In the case of Anthony DeMello, his opinions were formally condemned in 1998 by the Congregation for the Doctrine of the Faith. Then-Cardinal Joseph Ratzinger wrote:

“His works, which almost always take the form of brief stories, contain some valid elements of oriental wisdom. These can be helpful in achieving self-mastery, in breaking the bonds and feelings that keep us from being free, and in approaching with serenity the various vicissitudes of life. Especially in his early writings, Father de Mello, while revealing the influence of Buddhist and Taoist spiritual currents, remained within the lines of Christian spirituality...

“But already in certain passages in these early works and to a greater degree in his later publications, one notices a progressive distancing from the essential contents of the Christian faith. . . . In these later writings, Father de Mello had gradually arrived at concepts of God, revelation, Christ, the final destiny of the human person, etc., which cannot be reconciled with the doctrine of the Church. Since many of his books do not take the form of discursive teaching, but are collections of short tales which are often quite clever, the underlying ideas can easily pass unnoticed.”

You might want to show this statement from the CDC to the librarian.

About Matthew Fox, he was dismissed from the Dominican order because of his outlandish writings and teachings.

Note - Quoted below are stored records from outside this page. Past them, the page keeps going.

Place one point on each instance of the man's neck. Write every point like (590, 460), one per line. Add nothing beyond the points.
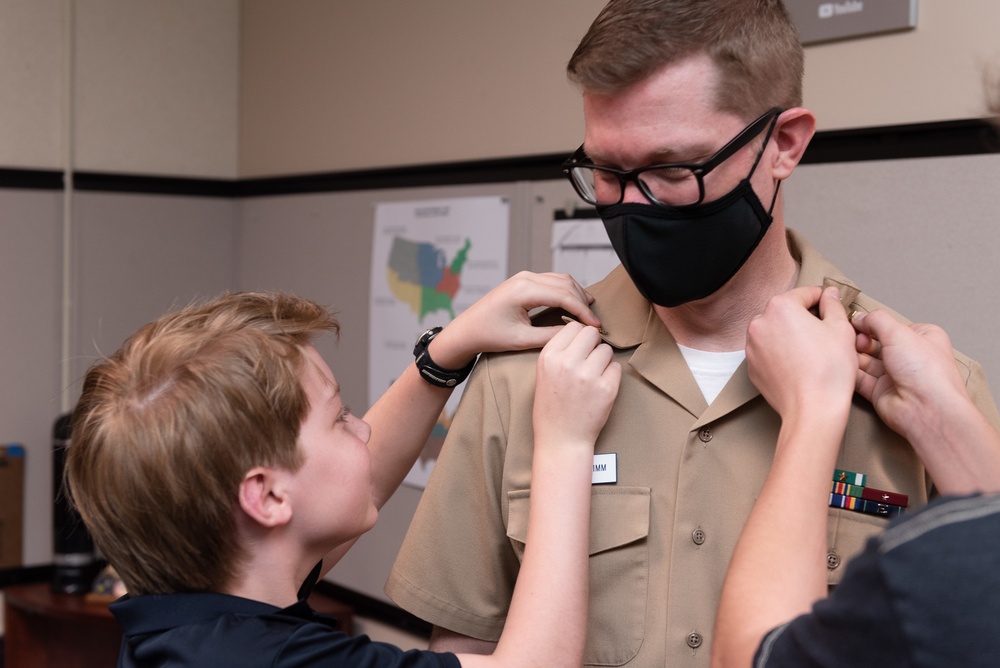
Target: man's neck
(719, 322)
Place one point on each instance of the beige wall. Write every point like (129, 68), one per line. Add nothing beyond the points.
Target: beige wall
(244, 88)
(155, 85)
(336, 85)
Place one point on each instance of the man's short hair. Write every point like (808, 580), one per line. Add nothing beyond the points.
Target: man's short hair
(753, 43)
(167, 427)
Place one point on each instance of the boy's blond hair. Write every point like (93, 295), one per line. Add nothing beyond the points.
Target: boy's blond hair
(753, 43)
(167, 427)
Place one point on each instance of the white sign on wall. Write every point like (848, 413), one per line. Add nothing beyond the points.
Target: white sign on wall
(825, 20)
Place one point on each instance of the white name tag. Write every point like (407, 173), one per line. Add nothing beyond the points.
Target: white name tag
(605, 469)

He is now a practicing Episcopalian priest. It's worth noting that a priest is not dismissed lightly from a religious order so the librarian can be quite sure that his writing do not belong in a Catholic library.

As for Centering Prayer, the Catechism specifically states that any method of prayer that stresses blanking the mind is "erroneous" (this is what Centering Prayer does because it's based on TM).

Nor does the Vatican need to make statements on Joyce Rupp and Joan Chittister. Both women have spoken out in support of women's ordination (among other things), which the Church has roundly condemned.

So you see, the problem isn't with you, or the Church's lack of official positions - it's with the librarian. What a shame to see a library that could be full of all the literary genius of the Church - from Thomas Aquinas and St. John Paul II to G. K. Chesterton and Fulton Sheen and so many popular (and faithful) writers such as  Scott Hahn, Bishop Robert Barron, and Peter Kreeft - stocked with the writings of people who have a distorted understanding of the Faith. Your parish would be better off with no library at all!

The only way to counter something like this is to make a list of all the questionable books in this library and report it to the bishop. You might also consider getting together some friends and making a donation of good books to the library - at least you'd get some good titles in there!

In the meantime, pray, because with God, all things are possible.